One of the scientists, Anna Harper, Research Fellow at University of Exeter, writes:

Climate change presents us with a huge challenge: moving from a society built on fossil fuels to something cleaner and more sustainable. I don’t really have feelings on the science of climate change, but I do have feelings about the cacophony of opinions and misdirection around the question of “what do we do about climate change?” On this topic, I feel discouraged, frustrated, and powerless.
I am discouraged that the message is not getting out that we cant wait for action – we needed to reduce greenhouse gas emissions yesterday to avoid habitat loss, sea level rise which endanger the lives of many, and more drought.
I feel frustrated that I cannot even convince those closest to me that we are, as a society, being irresponsible, and our children, grandchildren, and people around the world will pay the price. Don’t we feel compassion for these people and the life we are signing them up for?
And sometimes I feel powerless in the face of powerful forces arguing against action.
But I think there is reason for optimism! Climate change presents us with a huge opportunity to redefine how we live in the world.

Inspired by this, the international documentary project, Other Story, which is a part of the NXT Community, travelled to various parts of Europe to meet and talk with climate scientists about their feelings and their research.
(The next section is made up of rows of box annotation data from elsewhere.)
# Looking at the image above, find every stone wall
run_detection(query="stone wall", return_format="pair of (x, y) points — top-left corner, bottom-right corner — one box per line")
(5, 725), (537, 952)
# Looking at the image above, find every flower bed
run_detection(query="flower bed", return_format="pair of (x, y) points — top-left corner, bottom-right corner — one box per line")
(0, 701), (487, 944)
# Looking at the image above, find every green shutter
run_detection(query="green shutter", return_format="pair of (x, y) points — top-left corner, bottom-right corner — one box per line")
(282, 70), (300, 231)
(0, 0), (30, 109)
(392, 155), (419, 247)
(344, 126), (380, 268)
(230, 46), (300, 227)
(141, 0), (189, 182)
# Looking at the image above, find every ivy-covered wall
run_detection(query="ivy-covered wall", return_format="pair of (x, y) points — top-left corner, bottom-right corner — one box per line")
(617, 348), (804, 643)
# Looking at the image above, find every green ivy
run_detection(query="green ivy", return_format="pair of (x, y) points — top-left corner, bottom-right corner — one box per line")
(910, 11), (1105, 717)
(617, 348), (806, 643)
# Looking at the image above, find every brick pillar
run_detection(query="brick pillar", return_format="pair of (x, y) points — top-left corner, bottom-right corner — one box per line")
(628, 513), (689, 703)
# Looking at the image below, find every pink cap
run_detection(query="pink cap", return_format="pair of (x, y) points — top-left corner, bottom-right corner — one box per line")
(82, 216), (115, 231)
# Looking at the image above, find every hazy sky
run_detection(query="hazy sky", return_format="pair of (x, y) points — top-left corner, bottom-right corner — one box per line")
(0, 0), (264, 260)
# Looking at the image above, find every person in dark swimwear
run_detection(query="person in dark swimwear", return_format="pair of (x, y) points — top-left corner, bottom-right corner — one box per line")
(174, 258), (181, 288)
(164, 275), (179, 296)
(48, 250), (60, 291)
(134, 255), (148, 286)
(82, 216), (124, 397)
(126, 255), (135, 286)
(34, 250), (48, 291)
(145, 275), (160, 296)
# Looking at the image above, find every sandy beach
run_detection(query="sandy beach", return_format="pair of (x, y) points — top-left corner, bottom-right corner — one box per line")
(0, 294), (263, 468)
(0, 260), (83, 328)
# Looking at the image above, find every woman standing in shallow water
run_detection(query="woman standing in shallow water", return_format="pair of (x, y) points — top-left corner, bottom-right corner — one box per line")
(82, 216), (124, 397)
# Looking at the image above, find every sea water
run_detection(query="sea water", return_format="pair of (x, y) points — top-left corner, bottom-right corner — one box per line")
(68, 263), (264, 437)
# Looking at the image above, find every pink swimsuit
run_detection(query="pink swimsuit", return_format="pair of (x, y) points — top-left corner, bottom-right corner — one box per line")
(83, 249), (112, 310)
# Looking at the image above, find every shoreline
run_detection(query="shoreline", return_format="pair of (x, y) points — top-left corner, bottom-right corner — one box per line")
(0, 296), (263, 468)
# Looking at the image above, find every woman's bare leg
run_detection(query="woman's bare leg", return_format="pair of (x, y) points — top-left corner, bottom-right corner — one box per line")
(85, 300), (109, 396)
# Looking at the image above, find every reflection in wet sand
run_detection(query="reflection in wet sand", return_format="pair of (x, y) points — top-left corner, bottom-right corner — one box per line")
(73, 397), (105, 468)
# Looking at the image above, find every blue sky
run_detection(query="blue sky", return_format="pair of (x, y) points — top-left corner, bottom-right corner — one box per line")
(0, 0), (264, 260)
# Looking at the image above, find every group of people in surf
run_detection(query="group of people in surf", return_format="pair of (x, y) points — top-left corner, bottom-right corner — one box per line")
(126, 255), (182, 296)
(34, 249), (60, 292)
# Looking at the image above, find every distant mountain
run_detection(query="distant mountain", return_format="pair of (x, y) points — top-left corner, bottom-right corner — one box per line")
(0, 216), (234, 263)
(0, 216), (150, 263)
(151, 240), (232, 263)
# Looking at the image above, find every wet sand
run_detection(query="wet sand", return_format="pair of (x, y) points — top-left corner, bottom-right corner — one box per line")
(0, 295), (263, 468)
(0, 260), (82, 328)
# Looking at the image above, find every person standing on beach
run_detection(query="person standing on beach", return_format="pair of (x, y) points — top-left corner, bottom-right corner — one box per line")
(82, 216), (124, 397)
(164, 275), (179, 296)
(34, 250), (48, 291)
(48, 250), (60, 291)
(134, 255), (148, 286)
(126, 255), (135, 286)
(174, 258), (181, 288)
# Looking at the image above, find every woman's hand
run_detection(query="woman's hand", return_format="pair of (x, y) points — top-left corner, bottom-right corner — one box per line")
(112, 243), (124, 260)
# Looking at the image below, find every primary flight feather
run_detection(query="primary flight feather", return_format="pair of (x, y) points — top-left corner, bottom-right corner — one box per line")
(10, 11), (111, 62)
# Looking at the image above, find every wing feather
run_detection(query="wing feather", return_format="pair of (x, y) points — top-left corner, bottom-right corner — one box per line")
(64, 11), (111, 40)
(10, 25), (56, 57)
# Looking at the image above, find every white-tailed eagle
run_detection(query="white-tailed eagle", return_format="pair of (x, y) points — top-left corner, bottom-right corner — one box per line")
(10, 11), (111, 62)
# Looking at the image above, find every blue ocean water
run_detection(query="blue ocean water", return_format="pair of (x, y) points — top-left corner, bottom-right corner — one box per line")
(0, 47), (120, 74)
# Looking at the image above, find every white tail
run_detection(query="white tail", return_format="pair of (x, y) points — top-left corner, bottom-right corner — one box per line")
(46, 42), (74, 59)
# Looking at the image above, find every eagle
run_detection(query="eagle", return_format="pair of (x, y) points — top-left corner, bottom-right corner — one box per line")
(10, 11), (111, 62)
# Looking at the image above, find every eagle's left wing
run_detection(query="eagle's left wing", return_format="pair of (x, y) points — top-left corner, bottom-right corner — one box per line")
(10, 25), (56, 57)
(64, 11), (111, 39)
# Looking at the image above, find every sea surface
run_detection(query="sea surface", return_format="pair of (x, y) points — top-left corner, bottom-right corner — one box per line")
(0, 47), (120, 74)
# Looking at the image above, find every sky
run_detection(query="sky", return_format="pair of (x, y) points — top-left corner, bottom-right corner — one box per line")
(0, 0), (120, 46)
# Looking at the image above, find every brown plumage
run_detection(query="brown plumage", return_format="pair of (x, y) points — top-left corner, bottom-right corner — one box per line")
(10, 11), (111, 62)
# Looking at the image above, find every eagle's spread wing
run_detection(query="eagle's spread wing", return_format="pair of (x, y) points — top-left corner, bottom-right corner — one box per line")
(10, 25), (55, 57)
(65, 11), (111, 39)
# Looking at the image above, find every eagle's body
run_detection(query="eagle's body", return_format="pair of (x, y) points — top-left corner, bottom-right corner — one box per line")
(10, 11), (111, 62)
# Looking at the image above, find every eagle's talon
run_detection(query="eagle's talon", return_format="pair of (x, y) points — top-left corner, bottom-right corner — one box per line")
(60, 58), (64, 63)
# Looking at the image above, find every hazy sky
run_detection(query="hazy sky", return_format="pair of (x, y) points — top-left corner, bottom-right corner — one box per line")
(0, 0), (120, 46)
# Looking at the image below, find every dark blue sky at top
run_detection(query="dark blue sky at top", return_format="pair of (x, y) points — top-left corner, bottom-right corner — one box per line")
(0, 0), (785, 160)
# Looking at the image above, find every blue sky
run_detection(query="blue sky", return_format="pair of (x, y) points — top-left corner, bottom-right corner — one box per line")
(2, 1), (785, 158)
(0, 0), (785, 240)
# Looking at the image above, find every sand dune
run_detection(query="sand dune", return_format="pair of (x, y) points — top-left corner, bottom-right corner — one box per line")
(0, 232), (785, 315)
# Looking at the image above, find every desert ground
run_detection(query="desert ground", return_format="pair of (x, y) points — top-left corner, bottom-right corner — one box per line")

As official partners to ESOF – EuroScience Open Forum in Toulouse, Other Story members and filmmakers Cecilie Jørck and Madeleine Kate McGowan had a great opportunity to encounter different scientists in their natural habitats. Despite this it wasn’t always easy getting scientists to share their feelings, the Other Story members acknowledged, but a series of short films called ‘Being in the World’  has now been completed. In the first film entitled ‘Mathieu’, we meet Mathieu Lihoreau in the gardens of University Paul Sabatier, in Toulouse. Immersed in the landscape of bees, Mathieu Lihoreau is a Professor in Ecology researching cognitive behavior in small brained insects. Other Story moved into the green and buzzing wilderness and sat down with Mathieu to talk about his feelings as a scientist in the midst of a mass extinction of bees, why he researches, what touches him and what he has learned from the bees.